In 1909 Rose Schneiderman, a worker in a New York City ladies’ garment factory, approached the factory foreman. He had been pinching the young women who worked for him and they were unhappy about it. Like most women at the time, they (being mostly young, recent immigrants and poor) believed their only option was to endure the abuse if they wanted to keep their jobs.
Schneiderman, however, confronted him. He, in turn, expressed surprise at their discomfort. “But they are like my children.” Schneiderman did not miss a beat. “Then they would prefer to be orphans.”
Sexual harassment, ranging from pinching to rape and other serious physical violence, has been a historical aspect of women’s work experience. Few workers had someone like Schneiderman to speak for them. The responses of perpetrators often reflected the surprise of this foreman (“I didn’t mean it that way”) or blamed the victim (“they asked for it”.)

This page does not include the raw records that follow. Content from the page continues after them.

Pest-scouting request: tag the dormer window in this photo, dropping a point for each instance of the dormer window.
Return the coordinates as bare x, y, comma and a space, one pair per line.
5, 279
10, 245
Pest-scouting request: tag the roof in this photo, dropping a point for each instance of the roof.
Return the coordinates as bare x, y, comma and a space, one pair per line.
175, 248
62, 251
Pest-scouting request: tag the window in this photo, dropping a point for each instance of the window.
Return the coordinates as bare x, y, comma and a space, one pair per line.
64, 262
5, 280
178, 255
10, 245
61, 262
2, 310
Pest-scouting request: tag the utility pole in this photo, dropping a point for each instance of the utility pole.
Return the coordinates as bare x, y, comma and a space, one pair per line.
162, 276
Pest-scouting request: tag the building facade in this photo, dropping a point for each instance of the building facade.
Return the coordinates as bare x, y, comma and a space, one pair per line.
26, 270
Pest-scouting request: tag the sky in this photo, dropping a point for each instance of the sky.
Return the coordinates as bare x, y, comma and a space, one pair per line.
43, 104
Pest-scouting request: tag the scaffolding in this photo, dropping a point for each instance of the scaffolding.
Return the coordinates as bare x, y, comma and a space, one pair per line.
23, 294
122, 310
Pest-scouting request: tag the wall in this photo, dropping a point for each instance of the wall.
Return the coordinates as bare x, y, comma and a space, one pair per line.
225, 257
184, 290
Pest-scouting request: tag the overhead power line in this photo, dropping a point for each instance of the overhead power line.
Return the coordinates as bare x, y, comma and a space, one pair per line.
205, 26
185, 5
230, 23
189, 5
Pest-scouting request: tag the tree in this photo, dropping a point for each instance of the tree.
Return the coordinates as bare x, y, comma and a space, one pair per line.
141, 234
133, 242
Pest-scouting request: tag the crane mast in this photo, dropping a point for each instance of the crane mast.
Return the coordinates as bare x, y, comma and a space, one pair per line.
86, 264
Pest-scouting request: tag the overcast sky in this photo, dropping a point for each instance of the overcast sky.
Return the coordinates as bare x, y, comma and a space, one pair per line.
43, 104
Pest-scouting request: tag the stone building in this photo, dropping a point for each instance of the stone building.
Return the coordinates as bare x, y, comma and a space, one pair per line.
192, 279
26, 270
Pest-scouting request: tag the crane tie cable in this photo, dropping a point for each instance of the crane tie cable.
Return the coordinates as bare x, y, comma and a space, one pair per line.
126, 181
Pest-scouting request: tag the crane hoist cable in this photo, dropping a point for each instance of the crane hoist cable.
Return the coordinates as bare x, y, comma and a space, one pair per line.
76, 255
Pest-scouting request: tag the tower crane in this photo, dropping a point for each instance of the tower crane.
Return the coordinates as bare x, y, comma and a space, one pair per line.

The law ignored this aspect of women’s lives until after the Civil Rights legislation of 1964. Taking lessons from the Civil Rights Movement, women filed the first sexual harassment cases under Title VII of the Civil Rights Act. In 1972, Catharine McKinnon wrote Sexual Harassment in the Workplace in which she articulated what women were beginning to understand: that sexual harassment was more than just a pervasive and shared aspect of women’s experience. It went far beyond discomfort, or even fear for personal safety. It was a form of power that solidified work roles, effectively keeping women “in their place.” Sexual harassment maintained gender hierarchies in the world of work with economic implications for all women, cutting across race and class.
From agricultural fields to industrial sweatshops to construction sites to federal buildings; from Rose Schneiderman to Anita Hill, this has been an insidious reality of life. A friend recently noted, “In the seventies when I was beginning to work here in Fresno, we didn’t have any recourse. It [sexual harassment] happened and we just had to ‘suck it up.’”
But no more.
In April 1978, the Labor Department adopted the first regulations against harassment based on sex. In the ensuing years, the courts have overseen many cases and legislation has been enacted. Two years ago on September 30, Governor Schwarzenegger signed AB 1825, which requires all employers with more than 50 employees to provide two hours of training every two years for all supervisors. Sarah Reyes sponsored this bill, arguing that current laws did not do enough to eliminate sexual harassment from the workplace. The legislation went into full effect this year.
So why bring up the topic now? Why talk about the historical context of sexual harassment at all? We know it happened. We know that now there are laws to combat it. We get tired of hearing about it.
Because, as workplaces have begun to implement this training, I hear people state that they are afraid. Afraid to pat someone on the back for a job well done. Afraid to touch another person because the intent might be misconstrued. Afraid that some word or phrase they use might be heard as harassment.
When the focus shifts to fears of false accusations, context is diminished or lost altogether. And for sexual harassment, as with most things, understanding context is vital. There is a history of workplace harassment and, more recently, a story of the struggle to provide legal recourse when harassment occurs.
The legislation and training that many decry has a reason for existence. Laws have been enacted because women lived in fear, degradation and economic depravation. These laws came about at great expense. Read about Maxine Mumford or Margaret Miller. Ask the Chicana Service Action Center in Los Angeles about the construction worker whose thumbs were smashed when she refused to “suck it up.”
It is important to know and understand the context out of which the laws grew. The need for laws on harassment did not drop out of nowhere. They have been enacted because women have known that their choices in the face of harassment were limited: accept it or suffer the consequences. Sexual harassment training is about making the workplace safe for everyone. Any fear someone might feel in the face of sexual harassment training is nothing compared to the fear that women endured.
AB1825 helps assure safety in the workplace for everyone. And if that means that people have to think twice before they pat someone on the back, then that’s how it is.
Hope Nisly is acquisitions librarian at Fresno Pacific University and is on the steering committee of the Reedley Peace Center.